[994] There must be no interval, that is, between the parts, or they will not cohere.
[995] Bolingbroke, Fragment 43: "It might be determined in the divine ideas that there should be a gradation of life and intellect throughout the universe. In this case it was necessary that there should be some creatures at our pitch of rationality."—Wakefield.
The theory of a chain of beings was adopted by Bolingbroke and Pope from Archbishop King's Essay on the Origin of Evil. Arguing from the analogy of our own world, King contended that a universe fully peopled with superior natures would leave room for an inferior grade, and these for lower grades still, in a continuously descending scale. There must either be inferior creatures, or else voids in creation, and we may presume that the maximum of existence is most conducive to the ends of benevolence and wisdom.
[996] MS.:
Is but if God has placed his creature wrong.

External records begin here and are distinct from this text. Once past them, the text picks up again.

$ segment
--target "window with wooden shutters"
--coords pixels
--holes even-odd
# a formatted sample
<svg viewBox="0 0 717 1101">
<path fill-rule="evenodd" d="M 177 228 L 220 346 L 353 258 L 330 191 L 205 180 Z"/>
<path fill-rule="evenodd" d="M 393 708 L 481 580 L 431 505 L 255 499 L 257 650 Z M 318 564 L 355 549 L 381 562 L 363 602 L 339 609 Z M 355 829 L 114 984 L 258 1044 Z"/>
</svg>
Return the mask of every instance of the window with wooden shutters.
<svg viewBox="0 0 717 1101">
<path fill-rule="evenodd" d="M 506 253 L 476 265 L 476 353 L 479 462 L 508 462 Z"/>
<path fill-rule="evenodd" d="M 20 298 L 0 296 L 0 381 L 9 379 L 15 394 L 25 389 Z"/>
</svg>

[997] Bolingbroke, Fragment 50: "The seeming imperfection of the parts is necessary to the real perfection of the whole."—Wakefield.
The sentence quoted by Wakefield was copied by Bolingbroke from Leibnitz. Lord Shaftesbury adopted the same hypothesis in his Inquiry concerning Virtue. If, he says, our earth is a part only of some other system, and if what is ill in our system makes for the good of the general system, then there is nothing ill with respect to the whole. Rousseau, who heartily embraced the doctrine, remarks that "we cannot give direct proofs for or against, because these proofs depend on a complete knowledge of the constitution of the universe, and of the ends of its author."
[998] Bolingbroke, Fragments 43 and 63: "We labour hard, we complicate various means to bring about some one paltry purpose.—In the works of men the most complicated schemes produce very hardly and very uncertainly one single effect: in the works of God one single scheme produces a multitude of different effects, and answers an immense variety of purposes."—Wakefield.
How clearly and closely is this sentiment expressed by Pope, and yet how difficult to render into verse with precision and effect.—Bowles.
In the first line the phrase "one single," for "one single movement," is especially inelegant. Bowles might have selected many couplets from the Essay on Man more deserving of the commendation. The thought which Pope owed to Bolingbroke, Bolingbroke owed to Leibnitz, who says in his Théodicée, "Everything in nature is connected, and if a skilful artizan, engineer, architect, statesman, often makes the same contrivance serve for several purposes, we may affirm that God, whose wisdom and power are perfect, does so always." Hence Pope contends that what is defective in man considered separately, may be advantageous in relation to the hidden ends he is intended to serve.